Quien haya leído a Nietzsche y haya conseguido salir indemne de la consunción neuronal que el ejercicio ocasiona a quienes estudiamos en colegios públicos andará familiarizado con la teoría del eterno retorno: todo vuelve tal cual fue una vez. Ellos lo saben. Y ya están aquí.

Quien haya leído a Nietzsche y haya conseguido salir indemne de la consunción neuronal que el ejercicio ocasiona a quienes estudiamos en colegios públicos andará familiarizado con la teoría del eterno retorno: todo vuelve tal cual fue una vez. Ellos lo saben. Y ya están aquí.

El 10 de junio volverán a estar donde solían: en los mercados de abastos, de visita en los geriátricos, mesando las ralas cabelleras de los cráneos infantiles, en los comedores de caridad, junto a los mingitorios públicos para distribuir propaganda electoral entre sus usuarios…

La propuesta de recortar los gastos que ocasionará la próxima campaña electoral encuentra un apoyo unánime entre todos los partidos políticos, consenso imprescindible para que, al final, acabe por no hacerse nada.
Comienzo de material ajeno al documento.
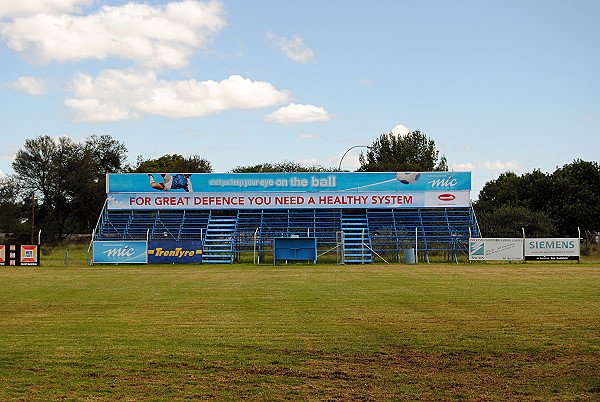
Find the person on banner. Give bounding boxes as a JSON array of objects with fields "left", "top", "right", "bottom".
[{"left": 148, "top": 173, "right": 193, "bottom": 193}]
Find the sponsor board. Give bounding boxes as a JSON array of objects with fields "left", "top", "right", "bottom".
[
  {"left": 107, "top": 191, "right": 470, "bottom": 210},
  {"left": 93, "top": 240, "right": 148, "bottom": 264},
  {"left": 0, "top": 244, "right": 40, "bottom": 266},
  {"left": 148, "top": 241, "right": 202, "bottom": 264},
  {"left": 525, "top": 238, "right": 580, "bottom": 260},
  {"left": 469, "top": 238, "right": 523, "bottom": 261},
  {"left": 106, "top": 172, "right": 471, "bottom": 193}
]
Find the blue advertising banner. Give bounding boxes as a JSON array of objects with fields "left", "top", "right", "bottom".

Ya damos por sentado que los intereses de las maquinarias electorales no permitirán un ahorro apreciable a las arcas públicas. No hay nada que hacer, pues, en el terreno de la austeridad electoral. Pero, quizás, se podría persuadir a los directores de campaña para que dejasen de insistir en ese género de propaganda política tan irritante y demodé que constituyen los mitines. Todo lo que tenían que decir ya lo dijeron hace cinco meses y, aunque no lo hubiesen dicho, nos sonará como algo ya oído.

Sería una gran contribución a la paz social y un regalo para el sosiego intelectual de millones de criaturas que nada hicieron para arrostrar tamaños sufrimientos.

Para ser honestos, no creemos que haya nada que hacer. Y es que las campañas tienen para los candidatos algo de fetiche. Nada hay sobre la faz de la tierra que pueda hacerles renunciar a ellas. Esos quince días les obsesionan, les inspiran un respeto solemne, como el “yu-yu” que aterrorizaba a los porteadores nativos de las películas de Tarzán. A la segunda bobina de la película, aquellos pobres diablos comenzaban a perecer despeñados desde un desfiladero. Mientras caían, lanzaban un desgarrador aullido, idéntico en tono y desesperanza al que ya puede oírse entre el electorado ante la evidencia de que ya están aquí.